HR Strange But True

Is Your Workplace Prepared for a Sharknado?

Federal rules require employers to ensure that employees know what to do in an emergency such as fires, hazardous spills, power outages, and other workplace threats, including severe weather. However, your workers may be buzzing about something you may never have considered—a sharknado!

Remember, decisions on emergency procedures should be made in advance and clearly communicated to employees, not left to chance or to the conditions of the moment. So review your emergency action plan if your facility is near an ocean, gulf, or other potentially shark-infested body of water.

In the case of a sharknado, travel is a major problem, what with the high winds and falling predators, so employees may want to have a shelter in place because going outside is extremely dangerous. It’s not like workers can run from the danger like they can from Godzilla or other nonairborne menaces.

Luckily, a new book is available to help you prepare for this event. In “How to Survive a Sharknado and Other Unnatural Disasters” (that cover looks so familiar), Andrew Shaffer addresses this new threat and offers “easy-to-understand survival tips” and useful resources for that and other dire possibilities such as a Stonehenge apocalypse, redneck gators, a beeclipse, and a bataclysm. The book is a companion to Shaffer’s Zombie Survival Guide.
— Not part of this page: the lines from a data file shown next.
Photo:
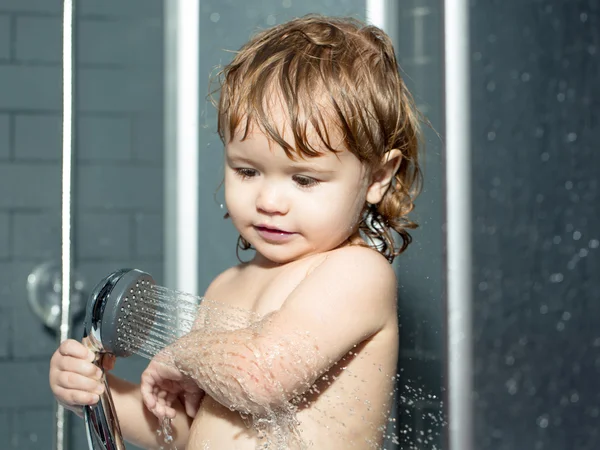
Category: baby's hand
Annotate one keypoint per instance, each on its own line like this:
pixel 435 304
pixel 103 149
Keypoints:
pixel 74 379
pixel 163 385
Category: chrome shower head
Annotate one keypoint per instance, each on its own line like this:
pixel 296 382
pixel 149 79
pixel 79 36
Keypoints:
pixel 113 301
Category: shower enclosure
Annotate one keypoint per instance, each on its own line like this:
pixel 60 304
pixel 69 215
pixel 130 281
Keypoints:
pixel 135 182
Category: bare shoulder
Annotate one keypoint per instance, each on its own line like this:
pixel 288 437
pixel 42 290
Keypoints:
pixel 221 280
pixel 364 266
pixel 359 278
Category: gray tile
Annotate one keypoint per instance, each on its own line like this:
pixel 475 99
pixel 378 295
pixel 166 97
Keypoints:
pixel 39 39
pixel 5 37
pixel 120 187
pixel 123 42
pixel 148 138
pixel 104 138
pixel 5 336
pixel 38 6
pixel 30 186
pixel 5 238
pixel 37 235
pixel 33 429
pixel 13 281
pixel 34 87
pixel 38 137
pixel 4 136
pixel 103 236
pixel 25 385
pixel 30 337
pixel 119 90
pixel 149 235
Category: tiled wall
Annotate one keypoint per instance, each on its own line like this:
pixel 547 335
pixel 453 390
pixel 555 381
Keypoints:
pixel 118 177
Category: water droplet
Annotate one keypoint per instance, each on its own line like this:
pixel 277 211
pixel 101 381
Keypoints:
pixel 556 277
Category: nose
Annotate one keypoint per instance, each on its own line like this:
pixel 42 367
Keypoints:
pixel 272 200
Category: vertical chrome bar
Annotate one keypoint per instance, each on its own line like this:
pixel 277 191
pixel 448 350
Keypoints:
pixel 384 14
pixel 182 61
pixel 67 152
pixel 459 218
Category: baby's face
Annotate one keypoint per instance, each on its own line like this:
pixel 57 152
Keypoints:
pixel 290 209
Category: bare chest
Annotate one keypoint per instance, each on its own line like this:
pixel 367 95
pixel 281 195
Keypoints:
pixel 259 291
In a blurb for this book, Random House, the publisher, says “catastrophes like the sharknadoes have taught us that we need to be ready for anything.”

Survival expert Bear Grylls told PopWatch that protecting workers from flying sharks would be problematic—it’s much easier to protect them from sharks in the water than sharks in the air. In the water, a swimmer would go for the gills, eyes, or nose or shout at it, says Grylls. “But the truth is, [if] you got great whites flying through the air, and they’re all coming towards you, you’re a little bit scr@!*$. You’ve got to take cover.”

So just use your current policy on tornadoes and inclement weather for sharknadoes—no special policy needed!